What Palliative Care Is Covered by Medicare?

Palliative care is specialized medical care provided to people living with a serious illness, focusing on relief from symptoms and the stress of the condition. This care aims to improve the quality of life for both the patient and their family, addressing physical, emotional, and spiritual needs. Medicare covers many services that constitute palliative care, though the specifics vary depending on the plan and the setting of care.

Defining Palliative Care and Distinguishing it from Hospice

Palliative care is a specialized medical approach provided from the moment of diagnosis, regardless of the patient’s prognosis or illness stage. It works alongside treatments intended to cure or prolong life, such as chemotherapy. The goal is to manage symptoms of the serious illness, including pain, nausea, and difficulty breathing, while also addressing the emotional and social impact of the condition.

Palliative care differs significantly from hospice care, which is a specific Medicare benefit that includes palliative services. Hospice is reserved for individuals certified by a physician as having a terminal illness with a life expectancy of six months or less. Choosing the Medicare Hospice Benefit typically requires the patient to forgo curative treatments for the terminal illness, focusing solely on comfort and symptom management. While all hospice care is palliative, a person can receive palliative services for years while still pursuing aggressive treatment.

How Medicare Parts Cover Palliative Services

Medicare covers palliative care services through its standard benefit structure, treating them like any other medically necessary care for a serious illness.

Medicare Part B (Medical Insurance)

Part B is the primary source of coverage for most outpatient palliative services. This includes visits to palliative care physicians and nurse practitioners for symptom management, consultations, and certain therapeutic services. Part B covers these services whether they are received in a doctor’s office, an outpatient clinic, or in the patient’s home.

Medicare Part A (Hospital Insurance)

Part A covers palliative services received in an inpatient setting. This includes palliative consultations, pain management, and symptom control provided during a covered stay in a hospital or a skilled nursing facility (SNF). If an individual meets the criteria for the separate Medicare Hospice Benefit, all associated palliative services are covered under Part A with minimal out-of-pocket cost.

Medicare Part C (Medicare Advantage)

Part C offers an alternative way to receive Original Medicare (Parts A and B) benefits through a private insurance company. These plans must cover all the same medically necessary palliative services as Original Medicare.
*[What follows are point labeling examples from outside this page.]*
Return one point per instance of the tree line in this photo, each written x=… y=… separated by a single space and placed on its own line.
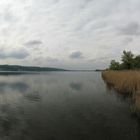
x=128 y=61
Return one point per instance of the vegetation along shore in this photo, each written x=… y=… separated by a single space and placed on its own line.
x=124 y=77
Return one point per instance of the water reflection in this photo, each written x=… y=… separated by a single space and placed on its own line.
x=20 y=86
x=76 y=85
x=34 y=97
x=42 y=107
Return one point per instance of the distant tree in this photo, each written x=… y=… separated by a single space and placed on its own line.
x=137 y=62
x=128 y=60
x=114 y=65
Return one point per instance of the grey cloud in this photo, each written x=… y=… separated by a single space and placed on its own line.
x=33 y=43
x=76 y=55
x=130 y=29
x=18 y=54
x=127 y=40
x=50 y=59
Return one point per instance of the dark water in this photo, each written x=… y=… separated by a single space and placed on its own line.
x=63 y=106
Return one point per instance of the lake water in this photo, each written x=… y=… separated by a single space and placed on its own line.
x=63 y=106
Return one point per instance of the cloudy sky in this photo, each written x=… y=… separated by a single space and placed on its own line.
x=71 y=34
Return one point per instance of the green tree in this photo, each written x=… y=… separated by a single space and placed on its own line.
x=137 y=62
x=114 y=65
x=128 y=60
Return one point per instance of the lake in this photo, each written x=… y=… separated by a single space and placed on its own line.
x=63 y=106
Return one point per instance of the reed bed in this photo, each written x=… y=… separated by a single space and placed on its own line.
x=125 y=82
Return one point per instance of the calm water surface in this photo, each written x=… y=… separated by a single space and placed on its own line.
x=63 y=106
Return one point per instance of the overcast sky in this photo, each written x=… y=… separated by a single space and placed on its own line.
x=71 y=34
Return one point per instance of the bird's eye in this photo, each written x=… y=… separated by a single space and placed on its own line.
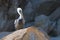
x=20 y=11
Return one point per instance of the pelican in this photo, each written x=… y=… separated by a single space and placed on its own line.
x=20 y=21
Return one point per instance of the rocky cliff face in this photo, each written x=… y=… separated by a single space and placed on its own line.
x=31 y=9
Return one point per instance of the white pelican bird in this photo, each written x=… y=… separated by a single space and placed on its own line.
x=20 y=21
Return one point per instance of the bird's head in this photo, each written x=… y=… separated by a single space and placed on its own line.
x=19 y=10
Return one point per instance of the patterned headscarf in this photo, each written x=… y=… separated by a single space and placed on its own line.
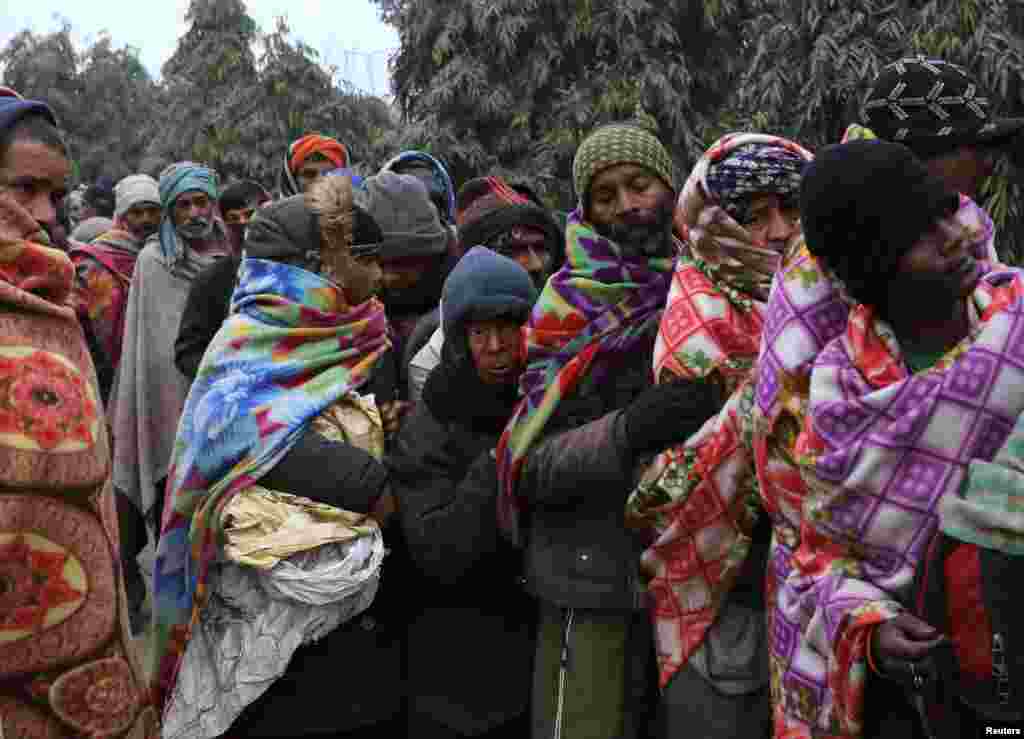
x=175 y=180
x=301 y=149
x=742 y=165
x=716 y=196
x=441 y=185
x=597 y=307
However, specific coverage rules, such as network requirements for specialists and the amount of copayments or deductibles, vary depending on the individual Part C plan chosen.

Covered Palliative Services and Patient Costs

Medicare covers services considered reasonable and necessary for managing a serious illness and its symptoms.
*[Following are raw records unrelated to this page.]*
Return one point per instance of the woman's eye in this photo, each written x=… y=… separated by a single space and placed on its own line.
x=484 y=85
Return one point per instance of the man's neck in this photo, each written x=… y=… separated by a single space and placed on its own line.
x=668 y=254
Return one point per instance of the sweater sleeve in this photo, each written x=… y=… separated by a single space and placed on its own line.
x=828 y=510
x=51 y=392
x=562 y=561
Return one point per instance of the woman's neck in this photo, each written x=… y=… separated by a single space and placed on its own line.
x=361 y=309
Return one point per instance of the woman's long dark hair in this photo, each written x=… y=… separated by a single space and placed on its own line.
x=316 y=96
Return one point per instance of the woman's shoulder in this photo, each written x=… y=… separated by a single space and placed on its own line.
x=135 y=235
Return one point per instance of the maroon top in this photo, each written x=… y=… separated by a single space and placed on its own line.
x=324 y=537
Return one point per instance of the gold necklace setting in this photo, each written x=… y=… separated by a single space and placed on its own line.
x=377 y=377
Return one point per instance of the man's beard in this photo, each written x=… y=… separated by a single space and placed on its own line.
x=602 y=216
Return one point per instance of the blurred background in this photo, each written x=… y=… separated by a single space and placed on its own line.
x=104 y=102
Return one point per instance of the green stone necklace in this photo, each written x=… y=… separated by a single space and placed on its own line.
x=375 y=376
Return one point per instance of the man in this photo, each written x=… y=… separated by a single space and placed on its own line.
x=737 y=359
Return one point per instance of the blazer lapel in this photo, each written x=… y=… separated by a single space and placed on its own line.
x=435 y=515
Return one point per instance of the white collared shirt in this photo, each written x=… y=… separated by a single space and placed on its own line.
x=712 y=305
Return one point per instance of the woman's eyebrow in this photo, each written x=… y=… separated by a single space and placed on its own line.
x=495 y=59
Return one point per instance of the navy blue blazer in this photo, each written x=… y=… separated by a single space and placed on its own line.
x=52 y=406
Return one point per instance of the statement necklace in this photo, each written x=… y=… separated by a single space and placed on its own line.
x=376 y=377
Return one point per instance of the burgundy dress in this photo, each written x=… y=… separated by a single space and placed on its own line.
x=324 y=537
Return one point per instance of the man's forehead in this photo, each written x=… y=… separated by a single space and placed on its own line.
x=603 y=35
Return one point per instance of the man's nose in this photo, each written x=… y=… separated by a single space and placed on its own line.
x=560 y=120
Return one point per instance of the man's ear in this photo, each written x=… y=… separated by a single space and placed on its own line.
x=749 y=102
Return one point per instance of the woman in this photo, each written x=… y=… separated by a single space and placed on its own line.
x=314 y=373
Covered Services Under Part B

Under Part B, covered services include physician and nurse practitioner visits focused on pain and symptom control, such as managing medications. Diagnostic tests, like X-rays or lab work, are also covered if needed to manage the illness or its related symptoms.

Outpatient therapeutic services are also covered, including physical therapy, occupational therapy, and speech-language pathology, especially when needed to maintain function or manage symptoms. Mental health support, such as counseling and psychiatrist visits, is covered under Part B to address emotional distress. Durable medical equipment (DME), such as wheelchairs or oxygen equipment, is also covered under Part B, subject to specific criteria.

Patient Costs (Outside Hospice)

When a patient receives palliative care under Original Medicare (Parts A and B) outside of the hospice benefit, they are responsible for standard cost-sharing amounts. For Part B services, the patient must first meet the annual deductible. After the deductible is met, the patient is responsible for 20% of the Medicare-approved amount for most doctor services and outpatient therapies. Prescription medications for symptom control are generally covered under a separate Part D prescription drug plan, which involves its own premiums, deductibles, and copayments.

Exclusions

Medicare does not cover services considered custodial care, such as help with bathing or dressing, when that is the only care required. Services not deemed medically necessary, such as experimental treatments or non-medical support, are also excluded from standard coverage. Room and board in a long-term care facility or at home are not covered by the standard palliative care benefit, though they are covered if the patient elects the Medicare Hospice Benefit.